CardioGenesis (Foothill Ranch, California) said it will continue to pursue approval for its percutaneous transmyocardial revascularization treatment (PTMR) for angina, or PMR, following an FDA panel's vote against recommending the treatment system. The Circulatory Device Systems Panel of the Center for Devices and Radiological Health on July 16, voted 7-2 against recommending the company's Axcis laser system for reducing the symptoms of angina, and the company said it "will work closely" with the FDA to gain marketing clearance "while aggressively continuing ... focus on the growth of TMR." In heavy Nasdaq trading following the panel's decision, the company's share priced dropped by more than two-thirds, falling below the $1-per-share level.

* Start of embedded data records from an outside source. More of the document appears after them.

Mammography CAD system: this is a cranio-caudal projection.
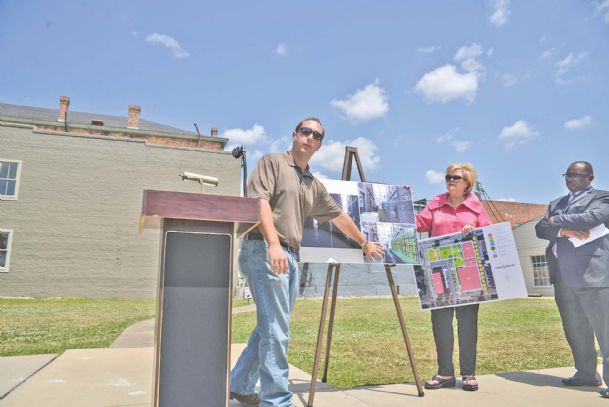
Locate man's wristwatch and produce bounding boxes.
[359,238,370,250]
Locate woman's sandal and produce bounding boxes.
[461,376,478,391]
[425,375,457,390]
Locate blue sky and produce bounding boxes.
[0,0,609,203]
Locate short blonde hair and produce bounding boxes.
[446,163,478,195]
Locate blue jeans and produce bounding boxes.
[231,240,299,407]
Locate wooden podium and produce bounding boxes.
[140,190,260,407]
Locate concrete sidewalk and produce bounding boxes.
[0,304,609,407]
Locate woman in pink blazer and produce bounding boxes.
[416,163,491,391]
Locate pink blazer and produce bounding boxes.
[416,193,491,236]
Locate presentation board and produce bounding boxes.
[414,222,527,309]
[300,179,418,264]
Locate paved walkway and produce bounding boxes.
[0,307,609,407]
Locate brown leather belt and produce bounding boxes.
[243,232,298,253]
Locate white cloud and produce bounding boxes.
[247,150,264,162]
[311,137,381,171]
[436,127,472,153]
[451,140,472,153]
[330,81,389,122]
[145,33,190,58]
[539,47,555,61]
[275,42,288,57]
[425,170,444,184]
[565,115,592,130]
[222,124,267,145]
[488,0,512,27]
[501,73,518,88]
[556,52,588,85]
[415,65,478,103]
[417,45,440,54]
[498,120,539,150]
[596,0,609,24]
[436,127,461,144]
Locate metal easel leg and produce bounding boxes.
[385,265,425,397]
[307,264,336,407]
[321,264,340,383]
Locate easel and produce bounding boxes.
[307,147,425,407]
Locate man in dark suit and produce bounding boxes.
[535,161,609,398]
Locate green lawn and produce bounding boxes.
[0,297,573,387]
[0,298,155,356]
[233,297,573,387]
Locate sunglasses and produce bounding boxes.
[444,175,463,182]
[298,127,324,141]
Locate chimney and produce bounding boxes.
[127,105,142,129]
[57,96,70,122]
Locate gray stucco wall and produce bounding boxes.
[513,220,554,296]
[300,264,417,297]
[0,124,241,298]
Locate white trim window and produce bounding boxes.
[0,158,21,200]
[0,229,13,273]
[531,255,552,287]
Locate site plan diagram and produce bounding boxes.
[300,179,418,264]
[414,222,527,309]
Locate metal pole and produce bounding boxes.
[321,264,340,383]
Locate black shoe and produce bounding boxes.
[230,391,260,407]
[560,376,602,387]
[461,376,478,391]
[425,375,457,390]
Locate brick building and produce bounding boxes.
[0,96,241,298]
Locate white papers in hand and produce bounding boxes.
[569,223,609,247]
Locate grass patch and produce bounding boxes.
[0,298,155,356]
[233,297,573,388]
[233,298,254,308]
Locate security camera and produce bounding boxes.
[180,171,218,187]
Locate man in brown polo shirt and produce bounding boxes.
[231,117,383,407]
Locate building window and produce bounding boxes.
[531,255,551,287]
[0,229,13,272]
[0,159,21,200]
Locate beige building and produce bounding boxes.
[0,97,241,298]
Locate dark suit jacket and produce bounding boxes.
[535,187,609,288]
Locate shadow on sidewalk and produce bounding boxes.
[495,372,599,393]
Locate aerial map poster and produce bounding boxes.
[300,179,418,264]
[414,222,527,309]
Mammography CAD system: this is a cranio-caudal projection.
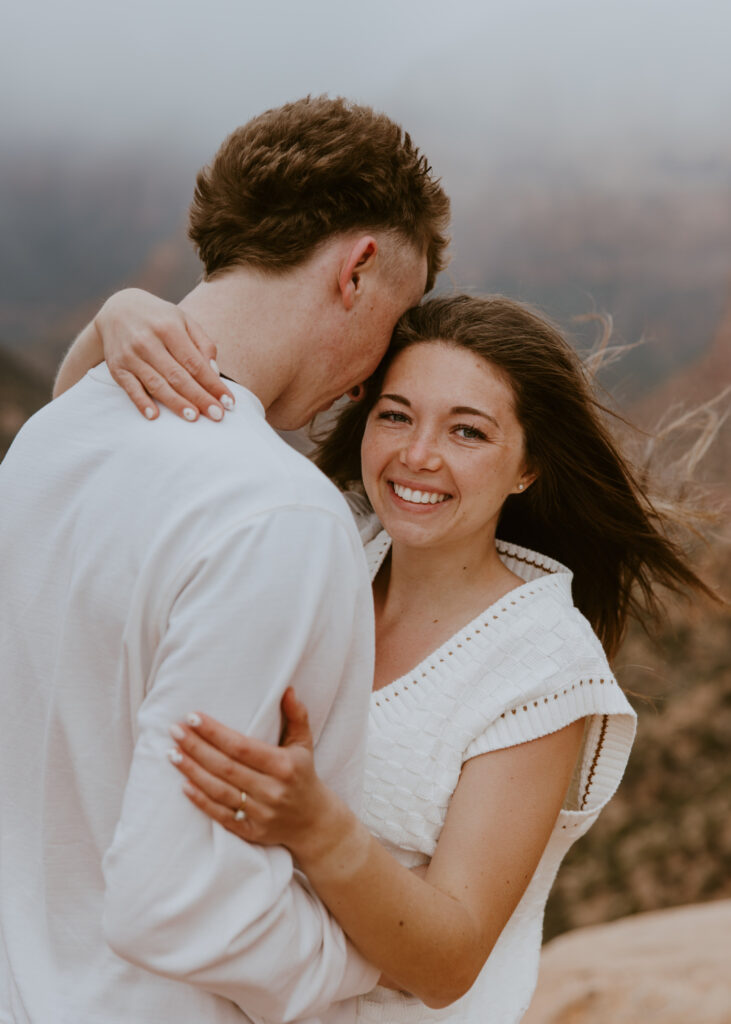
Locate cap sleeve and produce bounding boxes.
[465,675,637,819]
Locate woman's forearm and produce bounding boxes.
[295,798,483,1007]
[53,321,104,398]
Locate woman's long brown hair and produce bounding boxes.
[315,295,716,657]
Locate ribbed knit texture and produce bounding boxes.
[358,532,636,1024]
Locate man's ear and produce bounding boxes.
[338,234,378,310]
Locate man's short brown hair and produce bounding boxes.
[188,96,449,290]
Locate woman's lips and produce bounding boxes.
[388,480,452,505]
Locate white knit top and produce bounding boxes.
[358,531,636,1024]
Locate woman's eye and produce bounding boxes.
[378,409,409,423]
[455,423,487,441]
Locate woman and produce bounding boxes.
[58,296,705,1024]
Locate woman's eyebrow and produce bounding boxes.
[378,394,500,430]
[378,394,412,409]
[452,406,500,430]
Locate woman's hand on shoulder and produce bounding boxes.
[168,687,337,856]
[94,288,234,421]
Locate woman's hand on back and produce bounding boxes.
[164,687,339,855]
[94,288,234,421]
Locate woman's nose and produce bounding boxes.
[401,434,441,471]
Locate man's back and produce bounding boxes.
[0,366,372,1024]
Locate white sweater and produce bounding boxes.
[0,366,378,1024]
[357,532,636,1024]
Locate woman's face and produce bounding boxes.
[361,341,533,548]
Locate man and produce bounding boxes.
[0,98,447,1024]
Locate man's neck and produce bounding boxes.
[180,267,308,417]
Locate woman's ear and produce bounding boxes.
[512,469,539,495]
[338,234,378,310]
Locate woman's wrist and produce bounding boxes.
[288,779,370,885]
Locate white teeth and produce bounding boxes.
[393,483,449,505]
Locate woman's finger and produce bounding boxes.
[187,712,288,776]
[133,364,199,423]
[183,782,257,842]
[170,724,271,800]
[115,344,223,421]
[110,367,160,420]
[176,314,235,410]
[168,746,243,811]
[282,686,313,751]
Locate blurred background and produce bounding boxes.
[0,0,731,1003]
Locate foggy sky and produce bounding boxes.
[0,0,731,174]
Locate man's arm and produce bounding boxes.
[103,508,378,1021]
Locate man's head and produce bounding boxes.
[188,96,449,291]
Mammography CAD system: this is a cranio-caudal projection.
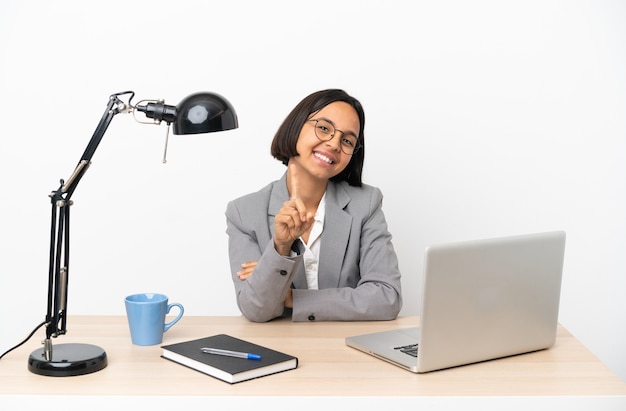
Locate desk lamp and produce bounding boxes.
[28,91,238,377]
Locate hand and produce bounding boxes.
[237,261,258,281]
[274,162,315,256]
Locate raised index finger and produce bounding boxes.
[288,162,298,200]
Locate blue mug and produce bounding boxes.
[124,293,185,345]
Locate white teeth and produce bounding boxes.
[315,153,333,164]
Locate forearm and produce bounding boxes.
[292,283,402,321]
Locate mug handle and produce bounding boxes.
[163,303,185,332]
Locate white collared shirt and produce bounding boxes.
[300,193,326,290]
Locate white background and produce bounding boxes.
[0,0,626,380]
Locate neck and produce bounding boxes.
[287,174,328,210]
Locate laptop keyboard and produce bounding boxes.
[393,344,419,357]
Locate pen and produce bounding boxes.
[201,347,261,360]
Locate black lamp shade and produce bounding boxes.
[173,93,239,134]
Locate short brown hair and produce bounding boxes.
[271,89,365,187]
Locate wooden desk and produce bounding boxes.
[0,316,626,404]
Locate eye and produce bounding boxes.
[317,123,331,134]
[341,137,356,148]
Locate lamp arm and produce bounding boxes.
[44,91,135,348]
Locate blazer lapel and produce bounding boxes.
[267,173,352,289]
[318,182,352,289]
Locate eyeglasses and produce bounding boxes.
[307,119,361,156]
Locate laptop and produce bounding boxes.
[345,231,565,373]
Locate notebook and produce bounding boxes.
[345,231,566,373]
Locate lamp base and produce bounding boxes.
[28,343,107,377]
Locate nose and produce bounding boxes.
[326,130,343,151]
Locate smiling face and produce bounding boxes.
[292,101,360,180]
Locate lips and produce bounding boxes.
[313,152,335,164]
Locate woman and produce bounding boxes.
[226,89,402,322]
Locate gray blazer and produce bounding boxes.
[226,174,402,322]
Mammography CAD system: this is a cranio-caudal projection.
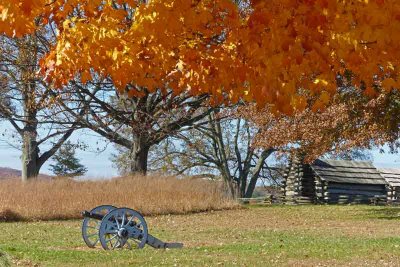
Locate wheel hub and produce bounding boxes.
[118,228,129,238]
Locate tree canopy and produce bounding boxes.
[0,0,400,114]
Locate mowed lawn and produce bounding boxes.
[0,206,400,266]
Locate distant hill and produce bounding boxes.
[0,167,53,180]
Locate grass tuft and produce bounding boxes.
[0,176,238,222]
[0,250,11,267]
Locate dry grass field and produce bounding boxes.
[0,206,400,267]
[0,176,237,221]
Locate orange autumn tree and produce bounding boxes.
[237,88,400,162]
[0,0,400,114]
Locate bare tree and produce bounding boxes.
[113,110,275,197]
[0,31,84,181]
[56,81,214,174]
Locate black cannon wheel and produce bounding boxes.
[99,208,148,250]
[82,205,116,248]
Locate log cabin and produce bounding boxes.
[283,158,390,204]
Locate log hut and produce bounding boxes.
[378,168,400,203]
[284,158,388,204]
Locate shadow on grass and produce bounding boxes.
[363,207,400,221]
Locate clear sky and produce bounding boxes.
[0,123,400,178]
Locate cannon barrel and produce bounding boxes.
[82,210,104,221]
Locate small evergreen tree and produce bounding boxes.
[50,142,87,177]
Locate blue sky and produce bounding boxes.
[0,123,400,178]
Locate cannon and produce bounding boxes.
[82,205,183,250]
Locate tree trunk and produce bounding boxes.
[244,149,274,198]
[130,136,150,175]
[21,130,41,181]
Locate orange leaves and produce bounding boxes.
[0,0,400,113]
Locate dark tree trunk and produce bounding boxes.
[21,130,41,181]
[131,136,150,175]
[244,149,274,198]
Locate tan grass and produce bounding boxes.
[0,177,237,221]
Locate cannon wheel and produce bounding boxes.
[99,208,148,250]
[82,205,116,248]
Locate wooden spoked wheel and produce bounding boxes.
[99,208,148,250]
[82,205,116,248]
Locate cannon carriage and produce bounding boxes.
[82,205,183,250]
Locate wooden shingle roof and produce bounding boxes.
[311,160,387,184]
[378,168,400,186]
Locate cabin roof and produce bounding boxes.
[378,168,400,186]
[311,159,388,185]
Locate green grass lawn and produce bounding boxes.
[0,206,400,266]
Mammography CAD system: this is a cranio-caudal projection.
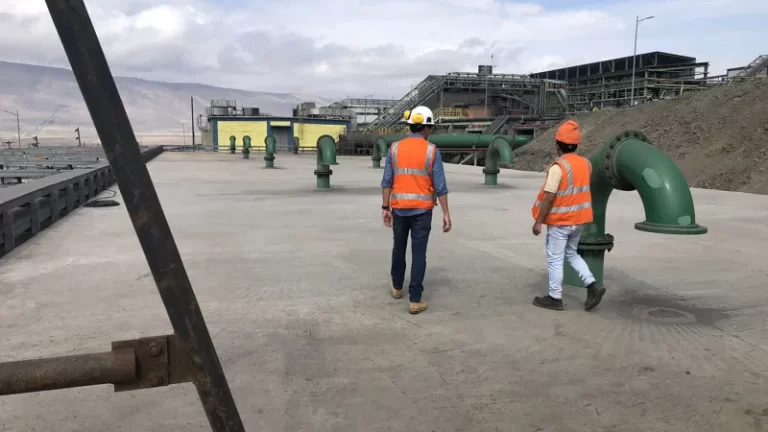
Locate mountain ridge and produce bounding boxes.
[0,60,333,146]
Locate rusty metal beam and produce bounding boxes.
[39,0,245,432]
[0,348,136,396]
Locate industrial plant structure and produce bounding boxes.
[197,99,352,151]
[198,51,768,154]
[363,65,567,135]
[531,51,709,112]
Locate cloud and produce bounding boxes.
[0,0,768,97]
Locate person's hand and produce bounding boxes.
[381,210,392,228]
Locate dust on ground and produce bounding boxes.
[512,79,768,194]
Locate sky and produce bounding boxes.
[0,0,768,99]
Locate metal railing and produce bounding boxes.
[0,147,163,258]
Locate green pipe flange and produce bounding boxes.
[577,234,615,252]
[635,221,709,235]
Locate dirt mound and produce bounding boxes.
[513,79,768,194]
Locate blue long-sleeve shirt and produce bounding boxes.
[381,134,448,216]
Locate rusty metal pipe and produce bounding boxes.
[0,349,137,396]
[45,0,245,432]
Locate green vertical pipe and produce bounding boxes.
[564,131,707,286]
[371,137,389,168]
[483,136,515,186]
[243,135,251,159]
[264,135,277,168]
[315,135,338,189]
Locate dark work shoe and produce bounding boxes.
[584,282,605,310]
[533,295,563,310]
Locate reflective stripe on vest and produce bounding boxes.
[390,142,435,177]
[533,155,592,225]
[389,138,437,208]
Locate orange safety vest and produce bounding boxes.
[531,153,592,225]
[389,137,436,210]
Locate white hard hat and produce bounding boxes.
[403,106,435,126]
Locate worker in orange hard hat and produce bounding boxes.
[531,120,605,310]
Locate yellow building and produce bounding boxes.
[210,116,349,152]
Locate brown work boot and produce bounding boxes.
[410,301,427,315]
[390,287,403,299]
[584,282,605,310]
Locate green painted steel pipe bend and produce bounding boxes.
[483,136,515,186]
[565,131,707,286]
[264,135,277,168]
[315,135,339,189]
[371,137,389,168]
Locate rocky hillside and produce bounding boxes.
[513,79,768,194]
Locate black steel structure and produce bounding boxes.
[530,51,709,112]
[0,0,245,432]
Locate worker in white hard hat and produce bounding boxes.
[381,106,451,314]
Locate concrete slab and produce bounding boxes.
[0,149,768,432]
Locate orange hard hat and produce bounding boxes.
[555,120,581,145]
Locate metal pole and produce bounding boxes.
[0,349,137,396]
[46,0,245,432]
[189,96,195,147]
[629,15,640,106]
[629,15,653,106]
[16,110,21,148]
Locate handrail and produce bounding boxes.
[0,146,163,257]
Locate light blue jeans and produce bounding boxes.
[546,225,595,299]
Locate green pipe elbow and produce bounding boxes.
[589,131,707,236]
[564,131,707,286]
[317,135,339,166]
[483,136,515,186]
[264,135,277,154]
[371,137,389,168]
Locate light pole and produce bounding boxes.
[363,95,373,126]
[629,15,653,106]
[3,110,21,148]
[177,122,187,145]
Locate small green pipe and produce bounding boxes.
[264,135,277,168]
[243,135,251,159]
[483,136,515,186]
[371,137,389,168]
[315,135,338,189]
[564,131,707,286]
[512,135,533,150]
[379,134,515,148]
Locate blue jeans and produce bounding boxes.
[546,225,595,299]
[392,210,432,303]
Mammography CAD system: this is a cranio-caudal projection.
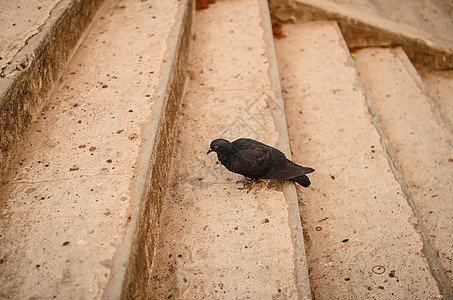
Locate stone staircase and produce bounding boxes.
[0,0,453,299]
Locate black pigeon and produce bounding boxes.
[208,138,315,187]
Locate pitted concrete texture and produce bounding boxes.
[0,0,180,299]
[324,0,453,42]
[269,0,453,69]
[0,0,60,70]
[420,70,453,128]
[150,0,309,299]
[357,48,453,296]
[276,22,440,299]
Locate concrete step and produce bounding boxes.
[269,0,453,69]
[151,0,310,299]
[356,48,453,298]
[0,0,192,299]
[0,0,101,178]
[276,22,441,299]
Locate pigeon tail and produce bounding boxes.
[290,175,310,187]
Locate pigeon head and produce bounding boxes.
[207,139,232,154]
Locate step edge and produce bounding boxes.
[353,48,453,299]
[0,0,103,183]
[259,0,311,299]
[270,0,453,69]
[102,0,193,299]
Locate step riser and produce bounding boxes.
[0,0,102,181]
[270,0,453,69]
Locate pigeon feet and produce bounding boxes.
[236,178,260,194]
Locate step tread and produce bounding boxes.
[152,0,309,299]
[0,0,184,299]
[357,48,453,292]
[276,22,439,299]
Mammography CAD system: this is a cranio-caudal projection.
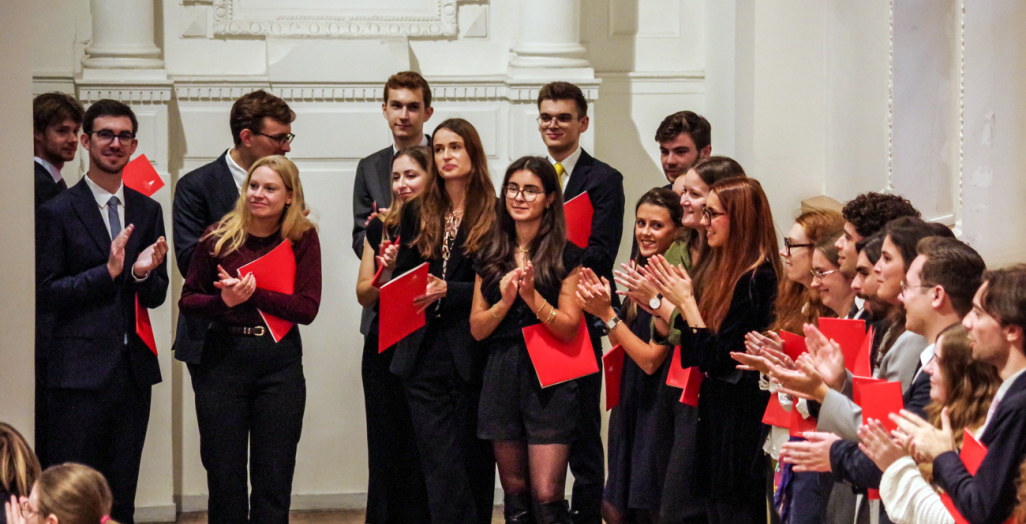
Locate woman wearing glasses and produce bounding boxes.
[391,118,496,524]
[647,177,783,524]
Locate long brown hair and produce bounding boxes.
[36,462,117,524]
[0,422,42,496]
[694,177,783,331]
[412,118,496,258]
[770,209,844,333]
[478,157,573,295]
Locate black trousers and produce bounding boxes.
[361,328,431,524]
[189,327,307,524]
[403,333,496,524]
[569,337,605,524]
[46,356,152,524]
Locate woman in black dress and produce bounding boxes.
[356,146,432,524]
[647,178,782,524]
[578,188,689,524]
[391,118,496,524]
[470,157,583,524]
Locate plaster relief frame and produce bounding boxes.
[212,0,459,38]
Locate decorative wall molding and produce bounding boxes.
[213,0,459,38]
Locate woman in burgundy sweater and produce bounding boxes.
[179,156,321,524]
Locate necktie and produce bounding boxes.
[107,197,121,240]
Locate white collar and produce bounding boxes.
[32,157,63,182]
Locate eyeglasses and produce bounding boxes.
[536,113,574,127]
[253,131,295,146]
[506,184,542,202]
[808,270,840,281]
[784,237,816,256]
[86,129,135,145]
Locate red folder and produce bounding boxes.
[378,263,428,353]
[135,293,157,355]
[563,192,595,249]
[820,317,866,371]
[780,329,808,360]
[523,317,598,388]
[121,155,164,197]
[860,381,905,432]
[239,240,295,342]
[602,345,624,411]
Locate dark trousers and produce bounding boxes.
[361,329,430,524]
[403,339,496,524]
[189,328,307,524]
[46,357,151,524]
[569,336,605,524]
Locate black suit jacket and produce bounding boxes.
[391,200,486,384]
[36,178,167,390]
[171,151,239,364]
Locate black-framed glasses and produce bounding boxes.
[506,184,542,202]
[253,131,295,145]
[86,129,135,145]
[784,237,816,256]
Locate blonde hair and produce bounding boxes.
[0,422,42,496]
[36,462,117,524]
[201,155,314,256]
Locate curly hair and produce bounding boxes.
[841,193,919,237]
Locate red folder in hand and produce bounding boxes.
[855,381,905,432]
[820,317,866,371]
[121,155,164,197]
[378,263,428,353]
[239,240,295,342]
[135,293,157,355]
[563,192,595,249]
[602,345,624,411]
[523,317,598,388]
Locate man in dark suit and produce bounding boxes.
[171,90,295,364]
[538,82,624,524]
[32,92,85,468]
[353,71,435,258]
[36,99,167,523]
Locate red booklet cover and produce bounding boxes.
[523,316,598,388]
[378,263,428,353]
[121,155,164,197]
[239,240,295,342]
[602,344,624,411]
[563,192,595,249]
[819,317,866,372]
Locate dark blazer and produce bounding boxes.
[934,373,1026,524]
[353,146,392,256]
[36,178,167,390]
[171,151,239,364]
[33,162,64,211]
[391,200,487,384]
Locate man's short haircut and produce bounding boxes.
[915,237,987,317]
[656,111,712,151]
[228,89,295,146]
[841,193,919,237]
[82,98,139,138]
[384,71,431,108]
[538,82,588,119]
[980,264,1026,331]
[32,91,85,133]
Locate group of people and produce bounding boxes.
[14,72,1026,524]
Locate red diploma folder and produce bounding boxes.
[563,192,595,249]
[135,293,157,355]
[602,345,624,411]
[378,263,428,353]
[239,240,295,342]
[121,155,164,197]
[820,317,866,372]
[523,317,598,388]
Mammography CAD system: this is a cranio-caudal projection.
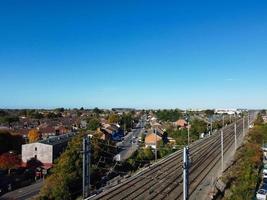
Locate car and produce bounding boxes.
[256,189,267,200]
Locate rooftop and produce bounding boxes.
[39,132,75,145]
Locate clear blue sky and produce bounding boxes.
[0,0,267,108]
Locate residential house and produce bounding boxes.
[145,132,162,149]
[21,132,75,167]
[174,119,188,128]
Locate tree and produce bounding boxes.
[93,107,101,115]
[190,119,207,135]
[87,118,101,131]
[0,153,21,170]
[254,114,264,125]
[120,113,133,131]
[108,114,120,124]
[28,129,41,143]
[39,133,117,200]
[156,109,182,122]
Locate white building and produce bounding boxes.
[22,133,75,165]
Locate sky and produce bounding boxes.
[0,0,267,109]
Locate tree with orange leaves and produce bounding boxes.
[28,129,41,143]
[0,153,21,173]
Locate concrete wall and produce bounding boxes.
[22,142,53,164]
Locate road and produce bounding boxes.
[92,112,256,200]
[0,180,43,200]
[117,116,145,161]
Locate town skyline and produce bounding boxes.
[0,1,267,108]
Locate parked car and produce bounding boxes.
[256,189,267,200]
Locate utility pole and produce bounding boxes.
[235,122,237,150]
[210,119,212,134]
[243,116,245,137]
[82,135,90,199]
[183,146,190,200]
[154,129,158,162]
[221,130,224,173]
[248,111,249,129]
[187,121,190,146]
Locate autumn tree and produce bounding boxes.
[28,129,41,143]
[108,114,120,124]
[0,153,21,173]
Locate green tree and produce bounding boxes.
[108,114,120,124]
[87,118,101,131]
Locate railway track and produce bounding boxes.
[92,116,251,200]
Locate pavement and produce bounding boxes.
[117,118,145,161]
[0,180,44,200]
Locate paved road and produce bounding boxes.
[118,117,145,160]
[0,180,43,200]
[92,111,258,200]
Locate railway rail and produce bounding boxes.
[90,115,252,200]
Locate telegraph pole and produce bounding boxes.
[210,119,212,134]
[183,146,190,200]
[248,111,249,129]
[154,129,158,162]
[187,121,190,147]
[82,135,90,199]
[243,116,245,137]
[221,130,224,173]
[235,122,237,150]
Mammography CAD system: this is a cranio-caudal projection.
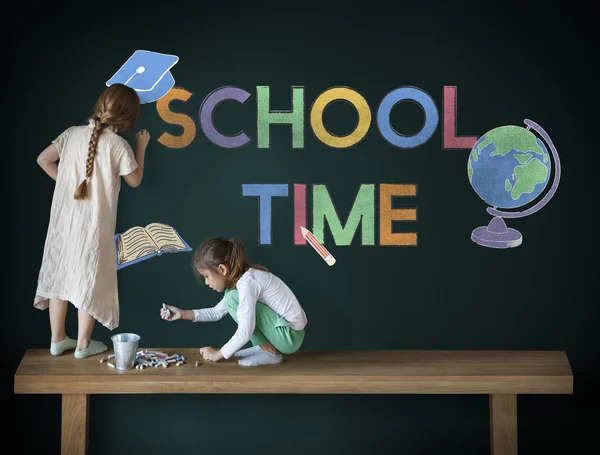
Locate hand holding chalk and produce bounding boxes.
[160,303,183,321]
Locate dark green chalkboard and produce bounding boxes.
[3,2,598,455]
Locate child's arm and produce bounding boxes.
[190,297,227,322]
[37,144,59,180]
[220,280,260,359]
[123,130,150,188]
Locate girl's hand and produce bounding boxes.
[135,130,150,150]
[160,305,183,321]
[200,346,223,362]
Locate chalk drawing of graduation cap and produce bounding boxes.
[106,50,179,104]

Michael Quinn, chairman and CEO of CardioGenesis, expressed disappointment with the decision – which was based primarily on concerns over the company's data regarding adverse events – but said he "appreciated [the panel's] guidance on where to focus the company's efforts." He noted that the panel had acknowledged the treatment's ability to relieve angina pain and that the system, "once approved, will become a widely used and effective procedure." Additionally, he said that the company will increase its marketing efforts for the treatment in Europe and Asia, where the system already has been approved. Quinn added about the panel vote: "We intend to add complementary products for the treatment of cardiovascular disease that fit well into our distribution model, and we expect to expand our offerings, both domestically and internationally."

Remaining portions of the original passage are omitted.